Sam se rendait chez Thylane empli d'optimisme. Il aimait de plus en plus la relation qu'il entretenait avec la belle brune. Ils étaient comme un couple, mais sans ce statut emprisonnant. Sam n'était pas amoureux, mais il l'appréciait énormément. Ce n'était pas un amour dévorateur et passionnel ; c'était une relation douce et simple.

Son ultime discussion avec Lili au bar avait enfin enfin renfermé la blessure de leur relation. Avec Lili, Sam ne s'était pas senti à la hauteur, il y avait un réel déséquilibre dans leur relation. Au contraire, avec Thylane, Sam se sentait lui. Ils s'épanouissaient ensemble dans une relation simple et sans prise de tête dont Sam avait toujours rêvé. Il était certain que les sentiments ne tarderaient pas à suivre. Du moins, il essayait de s'en convaincre. L'ombre de Lili planait toujours au-dessus de son cœur.

Le rouquin avait décidé d'aller chez elle lui rendre une visite surprise. Il était allé chercher des viennoiseries à la boulangerie vegan du coin pour lui faire plaisir. Ils adoraient se goinfrer ensemble. Autre point positif, Thylane était vegan et à ses côtés, Sam arrivait enfin à commencer sa transition vers le végétarisme. Sa relation avec Thylane était parfaite. Elle était tout ce qu'il aimait : sarcastique, naturelle, intelligente. Il se sentait avancer à ses côtés. Et avant d'être quoi que ce soit d'autre, Thyalne était avant tout son amie. Sam se jurait de la protéger.

Il toqua à la porte et à sa grande surprise, ce fut une dame qui ouvrit. Merde, je croyais que ses parents travaillaient le samedi. Sam se retrouva comme un con à l'observer les bras ballants.

"Vous êtes ? demanda t-elle d'un air méfiant."

Ce devait être sa mère, elle avait les mêmes traits asiatiques que Thylane. Sam se racla la gorge, son cerveau refusait d'improviser une réponse cohérente.
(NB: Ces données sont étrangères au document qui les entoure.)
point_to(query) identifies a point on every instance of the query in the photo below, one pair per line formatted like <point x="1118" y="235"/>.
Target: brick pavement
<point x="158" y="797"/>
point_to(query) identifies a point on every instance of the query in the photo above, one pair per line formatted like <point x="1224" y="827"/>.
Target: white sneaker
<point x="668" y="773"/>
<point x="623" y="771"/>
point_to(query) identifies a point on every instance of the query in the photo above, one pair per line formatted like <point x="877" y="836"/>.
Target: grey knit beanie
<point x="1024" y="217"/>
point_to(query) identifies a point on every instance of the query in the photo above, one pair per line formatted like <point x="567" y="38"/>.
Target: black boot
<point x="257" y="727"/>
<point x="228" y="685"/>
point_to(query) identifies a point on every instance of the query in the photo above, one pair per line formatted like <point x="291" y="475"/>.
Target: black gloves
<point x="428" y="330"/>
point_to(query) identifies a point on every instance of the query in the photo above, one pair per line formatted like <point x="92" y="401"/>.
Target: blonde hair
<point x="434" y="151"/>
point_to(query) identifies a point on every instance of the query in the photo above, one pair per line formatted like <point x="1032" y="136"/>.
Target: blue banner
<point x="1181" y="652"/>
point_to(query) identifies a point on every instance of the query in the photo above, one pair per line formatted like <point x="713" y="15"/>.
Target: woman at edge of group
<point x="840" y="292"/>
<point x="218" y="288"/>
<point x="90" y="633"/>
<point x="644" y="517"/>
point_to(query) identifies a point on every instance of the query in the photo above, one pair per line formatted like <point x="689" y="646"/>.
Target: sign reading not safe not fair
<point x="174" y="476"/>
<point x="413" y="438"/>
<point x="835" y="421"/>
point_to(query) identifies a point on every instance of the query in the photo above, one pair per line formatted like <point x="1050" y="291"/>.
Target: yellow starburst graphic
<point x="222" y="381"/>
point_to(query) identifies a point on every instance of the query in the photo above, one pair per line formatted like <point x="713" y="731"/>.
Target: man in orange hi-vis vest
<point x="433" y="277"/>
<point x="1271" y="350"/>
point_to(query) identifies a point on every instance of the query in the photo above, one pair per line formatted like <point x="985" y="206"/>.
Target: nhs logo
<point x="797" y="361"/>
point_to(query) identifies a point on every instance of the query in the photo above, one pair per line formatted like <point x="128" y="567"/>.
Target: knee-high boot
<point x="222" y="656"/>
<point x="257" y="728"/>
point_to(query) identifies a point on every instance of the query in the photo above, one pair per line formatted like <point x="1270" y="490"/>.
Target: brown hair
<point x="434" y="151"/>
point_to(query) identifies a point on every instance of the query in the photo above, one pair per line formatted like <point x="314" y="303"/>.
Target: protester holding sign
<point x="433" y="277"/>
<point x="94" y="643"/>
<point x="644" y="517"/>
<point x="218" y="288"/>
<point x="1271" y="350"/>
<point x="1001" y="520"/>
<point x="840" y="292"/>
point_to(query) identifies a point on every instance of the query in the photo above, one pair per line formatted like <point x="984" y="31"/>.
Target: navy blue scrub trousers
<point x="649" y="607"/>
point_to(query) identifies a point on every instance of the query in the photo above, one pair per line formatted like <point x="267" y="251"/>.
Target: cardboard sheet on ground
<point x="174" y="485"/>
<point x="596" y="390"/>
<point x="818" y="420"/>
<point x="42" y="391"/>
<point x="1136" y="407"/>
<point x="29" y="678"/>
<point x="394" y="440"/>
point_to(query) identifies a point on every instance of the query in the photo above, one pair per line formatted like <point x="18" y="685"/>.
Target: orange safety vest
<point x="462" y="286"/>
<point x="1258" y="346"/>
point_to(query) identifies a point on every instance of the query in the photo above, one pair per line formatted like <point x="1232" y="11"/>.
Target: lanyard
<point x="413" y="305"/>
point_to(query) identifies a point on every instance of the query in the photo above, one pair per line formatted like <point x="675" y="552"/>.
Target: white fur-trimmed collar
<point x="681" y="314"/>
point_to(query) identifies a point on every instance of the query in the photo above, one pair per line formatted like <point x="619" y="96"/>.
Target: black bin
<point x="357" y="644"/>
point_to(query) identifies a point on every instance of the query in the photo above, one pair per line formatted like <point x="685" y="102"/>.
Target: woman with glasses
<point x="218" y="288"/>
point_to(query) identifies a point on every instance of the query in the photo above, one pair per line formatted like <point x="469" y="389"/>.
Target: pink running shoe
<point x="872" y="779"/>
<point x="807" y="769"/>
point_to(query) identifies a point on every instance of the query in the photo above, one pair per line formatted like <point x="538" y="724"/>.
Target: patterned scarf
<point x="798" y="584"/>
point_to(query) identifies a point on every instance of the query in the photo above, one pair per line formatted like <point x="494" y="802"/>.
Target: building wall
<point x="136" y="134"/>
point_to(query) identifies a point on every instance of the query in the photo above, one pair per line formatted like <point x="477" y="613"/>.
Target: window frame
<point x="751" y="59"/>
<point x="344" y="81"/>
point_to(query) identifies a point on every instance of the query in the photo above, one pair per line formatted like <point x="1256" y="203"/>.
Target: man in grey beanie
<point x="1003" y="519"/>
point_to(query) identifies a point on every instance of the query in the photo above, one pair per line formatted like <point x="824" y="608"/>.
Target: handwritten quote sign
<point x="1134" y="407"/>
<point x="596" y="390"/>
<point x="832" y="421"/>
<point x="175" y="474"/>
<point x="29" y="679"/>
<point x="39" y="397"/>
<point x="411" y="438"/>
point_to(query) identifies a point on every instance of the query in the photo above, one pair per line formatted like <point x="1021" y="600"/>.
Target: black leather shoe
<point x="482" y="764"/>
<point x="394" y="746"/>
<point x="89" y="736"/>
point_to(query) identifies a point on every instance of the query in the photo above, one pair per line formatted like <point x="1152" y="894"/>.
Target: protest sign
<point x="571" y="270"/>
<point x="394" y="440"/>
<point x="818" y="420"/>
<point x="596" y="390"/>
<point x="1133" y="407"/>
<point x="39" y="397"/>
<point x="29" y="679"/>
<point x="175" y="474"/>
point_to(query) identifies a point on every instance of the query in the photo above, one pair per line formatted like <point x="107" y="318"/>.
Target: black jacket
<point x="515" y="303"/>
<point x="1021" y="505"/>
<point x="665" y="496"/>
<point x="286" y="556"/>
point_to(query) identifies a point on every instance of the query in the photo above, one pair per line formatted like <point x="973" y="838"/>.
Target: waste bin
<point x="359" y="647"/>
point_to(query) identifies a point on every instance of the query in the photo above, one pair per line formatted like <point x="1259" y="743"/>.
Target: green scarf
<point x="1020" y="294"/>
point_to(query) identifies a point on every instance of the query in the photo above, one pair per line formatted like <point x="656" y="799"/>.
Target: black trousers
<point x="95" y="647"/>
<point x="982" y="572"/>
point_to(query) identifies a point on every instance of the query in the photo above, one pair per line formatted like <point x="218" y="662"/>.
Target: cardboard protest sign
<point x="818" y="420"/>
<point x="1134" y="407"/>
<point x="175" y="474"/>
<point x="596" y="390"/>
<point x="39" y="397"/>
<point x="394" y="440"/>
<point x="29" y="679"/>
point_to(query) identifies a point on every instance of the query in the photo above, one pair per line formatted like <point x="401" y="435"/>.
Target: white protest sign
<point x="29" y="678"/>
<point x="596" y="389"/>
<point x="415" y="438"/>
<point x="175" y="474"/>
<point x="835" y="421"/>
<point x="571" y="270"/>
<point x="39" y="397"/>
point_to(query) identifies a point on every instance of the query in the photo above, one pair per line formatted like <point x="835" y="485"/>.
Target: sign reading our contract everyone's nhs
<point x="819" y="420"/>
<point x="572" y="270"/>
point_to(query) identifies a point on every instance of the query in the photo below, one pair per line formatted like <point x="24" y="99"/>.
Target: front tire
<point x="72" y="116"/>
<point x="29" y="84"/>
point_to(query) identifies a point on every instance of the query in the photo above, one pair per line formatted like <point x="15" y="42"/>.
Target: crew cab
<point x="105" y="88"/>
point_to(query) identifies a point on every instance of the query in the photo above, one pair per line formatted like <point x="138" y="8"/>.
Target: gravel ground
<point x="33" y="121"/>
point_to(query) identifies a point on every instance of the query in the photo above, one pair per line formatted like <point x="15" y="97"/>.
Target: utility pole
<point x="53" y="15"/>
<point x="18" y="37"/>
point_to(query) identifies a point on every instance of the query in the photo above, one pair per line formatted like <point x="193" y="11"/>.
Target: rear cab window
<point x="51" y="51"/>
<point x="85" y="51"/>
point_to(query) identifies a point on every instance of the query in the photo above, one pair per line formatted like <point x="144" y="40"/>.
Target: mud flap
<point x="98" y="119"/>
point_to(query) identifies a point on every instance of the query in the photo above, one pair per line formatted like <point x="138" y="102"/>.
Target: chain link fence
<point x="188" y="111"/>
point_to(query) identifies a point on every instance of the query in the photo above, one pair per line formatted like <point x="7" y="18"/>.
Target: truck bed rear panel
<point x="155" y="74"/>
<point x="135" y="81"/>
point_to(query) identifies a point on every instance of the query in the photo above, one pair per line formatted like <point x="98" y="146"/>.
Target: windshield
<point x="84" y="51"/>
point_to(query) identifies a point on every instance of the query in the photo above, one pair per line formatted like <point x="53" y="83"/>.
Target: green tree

"Un ami de Thylane, je peux la voir ?

- Un ami, c'est tout ? Elle eut l'air hésitante. Thylane est partie courir. Tu peux aller l'attendre dans sa chambre.

- Merci beaucoup."

Sam entra dans la maison et usa de son hasard pour trouver la chambre de Thylane. Il monta à l'étage. Thylane était fille unique, ce ne pouvait être que cette petite chambre à l'entrée. Un peu hésitant, avec l'impression de violer son intimité, Sam s'assit sur le lit de Thylane.

Il prit le temps d'inspecter les lieux du regard. Sa chambre était dans un bordel monstre. Si Sam était de nature très bordélique, il ne put s'empêcher de penser à sa mère toxique qui avait toujours rabâché que la moindre poussière donnait une mauvaise image. Pourtant, Sam trouvait une certaine poésie au bordel. Cela donnait l'impression que la pièce était vivante, et non pas une chambre d'hôpital où tout était soigné au millimètre près. Il y avait quelque chose d'apaisant dans la chambre de Thylane, mais il y avait aussi quelque chose qu'il ne parvenait pas à identifier. Un mauvais pressentiment, peut-être ?

Sam parvint à se retenir quelques minutes de fouiller. Mais le temps s'allongea et il finit par se convaincre de jeter un petit coup d'œil. Il ne voulait pas être intrusif, il était juste curieux... Thylane avait tellement de secrets, il voulait juste la comprendre davantage.

Il se retint d'ouvrir les tiroirs et se contenta de fouiller des yeux ce qui devait être le bureau de travail. Un objet attira son attention ; un carnet rouge avec écrit "Journal de bord". C'était peut-être une connerie ou le sixième sens, mais Sam ressentit le besoin irrépressible de le lire.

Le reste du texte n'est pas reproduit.